I remind them that it does work, however. One out of every ten closed deals is because someone picked up the phone, or because of social media, or other out-of-the-box marketing. If you keep pushing, all of a sudden, you’re doing 40 percent more work than your competitors.

We talk about how we’re reeling back open houses because everyone is an introvert now. WFH has changed everything forever, but I do feel there will be an upside. There will be a lot of converting of office buildings to residential; people are going to have to start investing in their buildings; landlords that don’t will be the last ones picked.

5:30 p.m. Some good news! We rented out an 8,000-square-foot office space in Chelsea. I knew we’d rent it. It had really nice polished concrete floors, glass offices, a cool kitchen, a lounge, a co-working area. It just shows really well. That’s what office tenants want today: good-looking, ready-to-go, furnished if possible, bright spaces. That being said, the rent is 30 percent below what it was two years ago. Honestly, I don’t care, I just want signs of life and I’m happy.

5:50 p.m. I hear the bell ringing out in our office because of the Chelsea deal. We have a bell here for anytime someone closes a lease or a deal. I believe in hope and positivity. We celebrate the small victories too. It’s like, “Great! You got a showing! Put that in the calendar!”

7 p.m. Before everyone takes off, we all have a drink together. The alcohol consumption in my office has tripled since the pandemic. It’s crazy because we used to socialize out in the world all the time. We’d host great parties with DJs, or have cool networking events, and have fun together out in the city. But now we host those events now and almost no one comes. Literally only four or five people show up. And we even give out gift cards as incentives to come — like 50 bucks to Starbucks — and still, no one shows. So instead, we drink here, together. I’m a Scotch, or sometimes Japanese whiskey, guy.

8 p.m. I meet my girlfriend for dinner in Soho. Prime Soho, for office space, is hot. All these crypto companies are coming here. NFT, too. There’s a new wave coming in right now. I’d say the same goes for niche neighborhoods: Noho, Flatiron, Meatpacking, Dumbo. No one wants Murray Hill, they don’t want the East 40s, and honestly, they don’t even care about Rock Center.

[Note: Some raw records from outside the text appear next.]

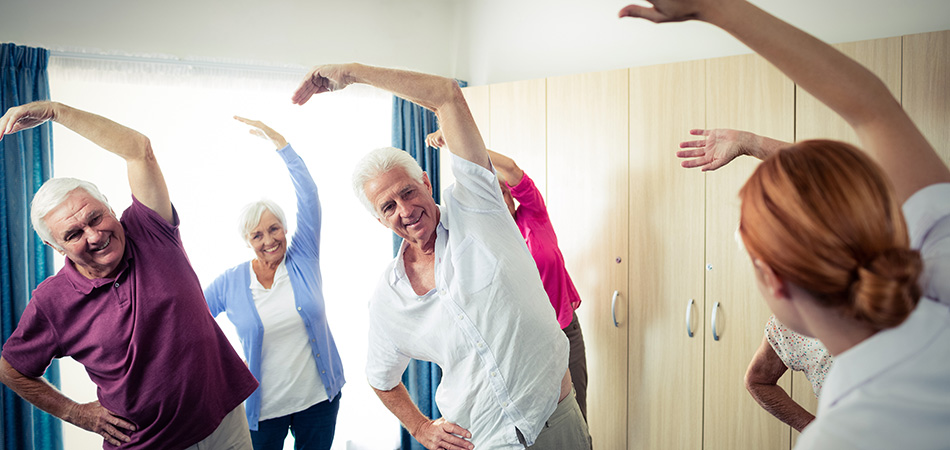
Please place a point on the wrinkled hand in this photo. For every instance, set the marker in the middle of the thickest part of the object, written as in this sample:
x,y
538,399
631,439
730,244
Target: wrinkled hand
x,y
95,418
718,148
326,78
25,116
666,10
263,131
435,139
440,434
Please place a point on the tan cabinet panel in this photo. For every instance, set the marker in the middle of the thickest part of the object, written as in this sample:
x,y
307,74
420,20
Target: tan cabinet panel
x,y
519,126
743,92
587,200
666,269
926,87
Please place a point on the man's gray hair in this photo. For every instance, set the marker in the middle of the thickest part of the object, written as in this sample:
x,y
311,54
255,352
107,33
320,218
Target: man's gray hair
x,y
251,216
52,194
378,162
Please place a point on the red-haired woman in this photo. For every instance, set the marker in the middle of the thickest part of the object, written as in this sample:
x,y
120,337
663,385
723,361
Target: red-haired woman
x,y
833,255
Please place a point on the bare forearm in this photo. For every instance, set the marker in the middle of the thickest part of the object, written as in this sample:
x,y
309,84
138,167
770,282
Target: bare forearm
x,y
37,391
776,401
838,81
114,137
398,402
439,94
507,167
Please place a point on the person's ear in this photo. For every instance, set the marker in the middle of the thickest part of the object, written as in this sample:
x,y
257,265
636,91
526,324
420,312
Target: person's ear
x,y
776,285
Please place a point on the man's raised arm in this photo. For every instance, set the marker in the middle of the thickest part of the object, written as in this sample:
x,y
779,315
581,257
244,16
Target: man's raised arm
x,y
145,176
439,94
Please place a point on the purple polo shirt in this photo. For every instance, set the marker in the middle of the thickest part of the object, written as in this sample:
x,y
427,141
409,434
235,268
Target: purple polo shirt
x,y
535,225
146,338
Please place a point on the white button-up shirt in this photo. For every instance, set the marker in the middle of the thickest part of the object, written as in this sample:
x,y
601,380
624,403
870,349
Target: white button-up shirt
x,y
488,323
892,390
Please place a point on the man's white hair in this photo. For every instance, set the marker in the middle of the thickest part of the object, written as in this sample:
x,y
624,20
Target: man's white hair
x,y
251,216
378,162
52,194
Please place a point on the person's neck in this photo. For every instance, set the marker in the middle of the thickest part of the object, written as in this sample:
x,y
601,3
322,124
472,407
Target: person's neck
x,y
837,331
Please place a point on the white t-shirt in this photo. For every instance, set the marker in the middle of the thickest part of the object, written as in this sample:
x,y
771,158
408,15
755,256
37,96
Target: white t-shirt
x,y
290,382
488,323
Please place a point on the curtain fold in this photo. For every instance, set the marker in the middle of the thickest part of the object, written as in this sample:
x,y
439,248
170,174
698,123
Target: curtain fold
x,y
24,260
411,124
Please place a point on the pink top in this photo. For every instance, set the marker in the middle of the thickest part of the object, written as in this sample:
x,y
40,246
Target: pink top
x,y
535,225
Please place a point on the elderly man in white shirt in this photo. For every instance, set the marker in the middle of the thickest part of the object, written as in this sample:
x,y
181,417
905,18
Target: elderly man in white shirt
x,y
463,292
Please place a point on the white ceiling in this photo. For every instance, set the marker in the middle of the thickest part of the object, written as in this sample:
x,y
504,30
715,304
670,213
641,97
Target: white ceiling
x,y
483,41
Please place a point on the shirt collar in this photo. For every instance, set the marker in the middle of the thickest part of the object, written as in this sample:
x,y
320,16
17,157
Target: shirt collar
x,y
84,285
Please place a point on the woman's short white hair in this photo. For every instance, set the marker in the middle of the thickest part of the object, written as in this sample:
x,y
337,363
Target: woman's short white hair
x,y
52,194
378,162
251,216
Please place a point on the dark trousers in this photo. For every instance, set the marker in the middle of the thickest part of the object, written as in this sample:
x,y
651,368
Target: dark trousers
x,y
312,428
577,363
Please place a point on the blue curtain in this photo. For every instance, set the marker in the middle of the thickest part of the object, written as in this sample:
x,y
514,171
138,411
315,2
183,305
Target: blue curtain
x,y
411,124
24,261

9 p.m. I ask my girlfriend what she thinks about the daily pressure of my job. She says, if I’m happy, she’s happy. A few months ago, you’d see me with my head on my desk, just despairing about the market. But now I am back to being happy.

Because at the end of the day, I love the rat race. I thrive off of it. I get super alpha-motivational sometimes, making motivational videos for my team, and trying to pump everyone up. Sometimes I sit in my office and blast Eminem’s 8 Mile soundtrack and feel like I can conquer the world.

But I’m lucky that I can detach too. I want to live my life. I want to go to Paris and then chill out in the south of France.

11 p.m. I scroll through my phone until late at night. Trying to get stuff done. Responding to as many emails as I can before tomorrow. Looking at new listings and pending sales and checking in with colleagues. It’s an obsession. But a healthy obsession.